I almost didn't want to go to the movies tonight, such was my internet-joy. Why would I do anything else when the promise of downloading things, of Reddit and pictures and interesting articles and pointless collections of gifs was so near? I'm glad I did end up hitting the cinematorium, because I am Eleven is really quite the enjoyable documentary BUT that's not to say that I didn't fidget in my seat while we got burgers afterward because I could FEEL THE POSSIBILITIES THAT LAY SO CLOSE.
Would you like to know what my immediate moves were? I suppose this says quite a lot about me, but no matter.

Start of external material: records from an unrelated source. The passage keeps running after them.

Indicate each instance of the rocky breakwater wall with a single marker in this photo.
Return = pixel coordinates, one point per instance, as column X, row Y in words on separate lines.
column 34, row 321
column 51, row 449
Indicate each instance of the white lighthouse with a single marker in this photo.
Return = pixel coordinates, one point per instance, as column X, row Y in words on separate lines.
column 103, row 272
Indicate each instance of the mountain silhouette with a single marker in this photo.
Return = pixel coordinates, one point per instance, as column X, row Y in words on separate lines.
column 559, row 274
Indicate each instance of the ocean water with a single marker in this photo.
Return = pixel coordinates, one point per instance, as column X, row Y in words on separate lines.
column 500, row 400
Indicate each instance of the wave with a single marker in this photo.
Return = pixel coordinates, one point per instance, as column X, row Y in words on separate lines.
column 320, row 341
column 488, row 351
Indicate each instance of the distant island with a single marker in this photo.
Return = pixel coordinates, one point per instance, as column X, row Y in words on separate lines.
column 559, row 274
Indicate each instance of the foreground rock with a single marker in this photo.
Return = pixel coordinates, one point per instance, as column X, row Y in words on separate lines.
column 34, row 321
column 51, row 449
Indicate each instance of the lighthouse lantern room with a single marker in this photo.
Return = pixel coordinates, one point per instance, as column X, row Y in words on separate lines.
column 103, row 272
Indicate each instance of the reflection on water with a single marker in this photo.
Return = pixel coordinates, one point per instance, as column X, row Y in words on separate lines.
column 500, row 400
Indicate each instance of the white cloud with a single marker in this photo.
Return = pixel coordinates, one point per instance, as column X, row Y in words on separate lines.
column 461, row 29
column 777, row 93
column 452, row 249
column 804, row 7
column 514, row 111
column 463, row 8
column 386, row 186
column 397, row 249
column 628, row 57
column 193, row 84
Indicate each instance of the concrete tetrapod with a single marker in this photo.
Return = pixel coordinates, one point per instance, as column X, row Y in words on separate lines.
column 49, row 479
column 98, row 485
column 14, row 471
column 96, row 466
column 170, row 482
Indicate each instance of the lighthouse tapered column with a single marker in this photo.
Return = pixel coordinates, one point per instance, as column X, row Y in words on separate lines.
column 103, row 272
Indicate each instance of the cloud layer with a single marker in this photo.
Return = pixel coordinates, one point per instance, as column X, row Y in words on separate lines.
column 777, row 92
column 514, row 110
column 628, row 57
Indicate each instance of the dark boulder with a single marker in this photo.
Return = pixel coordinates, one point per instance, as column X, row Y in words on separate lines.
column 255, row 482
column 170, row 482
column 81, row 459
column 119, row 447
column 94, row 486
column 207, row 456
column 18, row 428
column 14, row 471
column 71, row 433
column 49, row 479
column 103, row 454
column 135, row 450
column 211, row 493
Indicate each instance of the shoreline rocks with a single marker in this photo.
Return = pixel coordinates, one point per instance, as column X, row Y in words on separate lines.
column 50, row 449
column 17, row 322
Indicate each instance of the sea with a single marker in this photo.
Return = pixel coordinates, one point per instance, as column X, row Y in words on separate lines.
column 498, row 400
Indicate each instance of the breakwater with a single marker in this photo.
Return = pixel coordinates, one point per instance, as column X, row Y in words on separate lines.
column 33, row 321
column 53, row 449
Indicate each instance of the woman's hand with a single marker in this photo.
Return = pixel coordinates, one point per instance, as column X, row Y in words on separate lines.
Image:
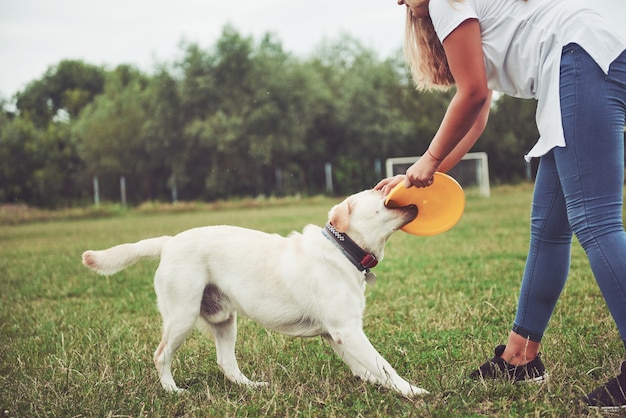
column 389, row 183
column 421, row 173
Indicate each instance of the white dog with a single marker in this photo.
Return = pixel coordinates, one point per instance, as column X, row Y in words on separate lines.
column 303, row 285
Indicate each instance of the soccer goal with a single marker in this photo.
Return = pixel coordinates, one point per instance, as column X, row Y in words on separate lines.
column 471, row 171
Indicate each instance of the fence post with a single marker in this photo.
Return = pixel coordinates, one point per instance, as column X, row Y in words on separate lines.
column 123, row 190
column 96, row 192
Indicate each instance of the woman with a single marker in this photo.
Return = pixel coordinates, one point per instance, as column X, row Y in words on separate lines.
column 561, row 54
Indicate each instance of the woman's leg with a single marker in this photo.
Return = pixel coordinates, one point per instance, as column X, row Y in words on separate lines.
column 547, row 265
column 591, row 170
column 580, row 185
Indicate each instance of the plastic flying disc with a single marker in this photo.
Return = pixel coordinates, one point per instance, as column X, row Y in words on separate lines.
column 439, row 206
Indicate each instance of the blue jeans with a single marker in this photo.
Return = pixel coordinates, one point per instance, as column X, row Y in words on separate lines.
column 579, row 189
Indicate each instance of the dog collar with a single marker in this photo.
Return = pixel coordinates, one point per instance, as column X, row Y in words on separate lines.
column 361, row 259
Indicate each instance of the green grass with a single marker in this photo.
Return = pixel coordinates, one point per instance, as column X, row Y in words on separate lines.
column 76, row 344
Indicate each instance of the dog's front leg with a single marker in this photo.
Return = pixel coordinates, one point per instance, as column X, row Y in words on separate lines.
column 353, row 346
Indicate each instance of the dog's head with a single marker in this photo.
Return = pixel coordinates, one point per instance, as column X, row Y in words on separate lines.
column 367, row 221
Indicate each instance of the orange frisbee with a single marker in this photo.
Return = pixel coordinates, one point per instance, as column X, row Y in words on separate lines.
column 439, row 206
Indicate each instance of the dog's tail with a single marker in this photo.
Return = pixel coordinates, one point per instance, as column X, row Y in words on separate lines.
column 117, row 258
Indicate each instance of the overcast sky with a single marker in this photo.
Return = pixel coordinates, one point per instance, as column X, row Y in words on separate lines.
column 36, row 34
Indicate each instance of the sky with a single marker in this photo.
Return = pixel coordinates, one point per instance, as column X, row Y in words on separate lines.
column 37, row 34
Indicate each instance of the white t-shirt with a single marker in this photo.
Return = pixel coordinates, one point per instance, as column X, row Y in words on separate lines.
column 522, row 43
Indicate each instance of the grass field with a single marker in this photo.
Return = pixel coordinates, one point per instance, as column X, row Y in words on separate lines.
column 76, row 344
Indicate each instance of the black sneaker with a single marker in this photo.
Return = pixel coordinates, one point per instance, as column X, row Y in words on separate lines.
column 497, row 368
column 610, row 397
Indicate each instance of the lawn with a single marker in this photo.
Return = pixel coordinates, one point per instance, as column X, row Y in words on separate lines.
column 77, row 344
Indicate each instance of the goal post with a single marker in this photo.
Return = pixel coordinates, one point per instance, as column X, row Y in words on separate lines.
column 471, row 171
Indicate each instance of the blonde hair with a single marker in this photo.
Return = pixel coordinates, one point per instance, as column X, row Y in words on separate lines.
column 425, row 55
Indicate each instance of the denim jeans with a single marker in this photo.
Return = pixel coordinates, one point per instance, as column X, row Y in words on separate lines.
column 579, row 189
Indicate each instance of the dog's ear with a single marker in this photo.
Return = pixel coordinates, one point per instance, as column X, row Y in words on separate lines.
column 339, row 216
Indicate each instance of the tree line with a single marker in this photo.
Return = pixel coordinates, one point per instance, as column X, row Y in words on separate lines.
column 240, row 118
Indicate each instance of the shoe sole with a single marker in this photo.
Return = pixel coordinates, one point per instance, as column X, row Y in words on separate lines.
column 609, row 409
column 536, row 380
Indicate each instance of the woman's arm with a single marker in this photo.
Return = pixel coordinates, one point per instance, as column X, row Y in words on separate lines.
column 468, row 111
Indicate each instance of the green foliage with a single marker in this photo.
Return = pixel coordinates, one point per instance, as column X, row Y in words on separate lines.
column 75, row 343
column 241, row 118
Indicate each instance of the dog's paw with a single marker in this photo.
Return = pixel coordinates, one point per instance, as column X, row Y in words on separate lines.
column 414, row 391
column 257, row 385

Firstly, I didn't even do the usual TAKE OFF CLOTHES AND PUT ON OVERSIZED TSHIRT AND TRACK PANTS maneuver I pull as soon as I walk in the door. Instead, I immediately sat down at my desk and opened Reddit. Then Facebook. Then Le Meme. Then What should we call me. Then I put on this video in the background:
YES. NEW MUSIC. NEW MUSIC TO ADD TO MY IPOD.
Then I began looking at ridiculous photos. I cruised through about four months' worth of smut and ridiculous inanity on Le Meme. For instance:
Then I went on Reddit some more.
Then I began to read all the things I wanted to read whilst at work but couldn't for fear of someone seeing what I was reading. My desk is one of those conveniently placed beasts, one that is in full view of just about everyone. It makes my day entertaining, because I have no shortage of visitors and lively distractions BUT it does mean that I've now committed to memory the different sounds of all my co-workers' footsteps. There's just something about the prospect of being caught reading The Vice Guide to Eating Pussy that isn't super attractive to me. And there's just something about being caught watching Gilbert Gottfried read 50 Shades of Grey that doesn't appeal to me either.
Seriously though, I suspect I'm way too excited about this whole internet thing than I should be. I must make sure to harness this energy into something constructive, and to steer clear of the slippery, slippery slope that starts with Reddit and ends with a weekend of poor hygiene, shitty food and about four days' worth of Tim and Eric videos on Youtube crammed into two sleepless nights.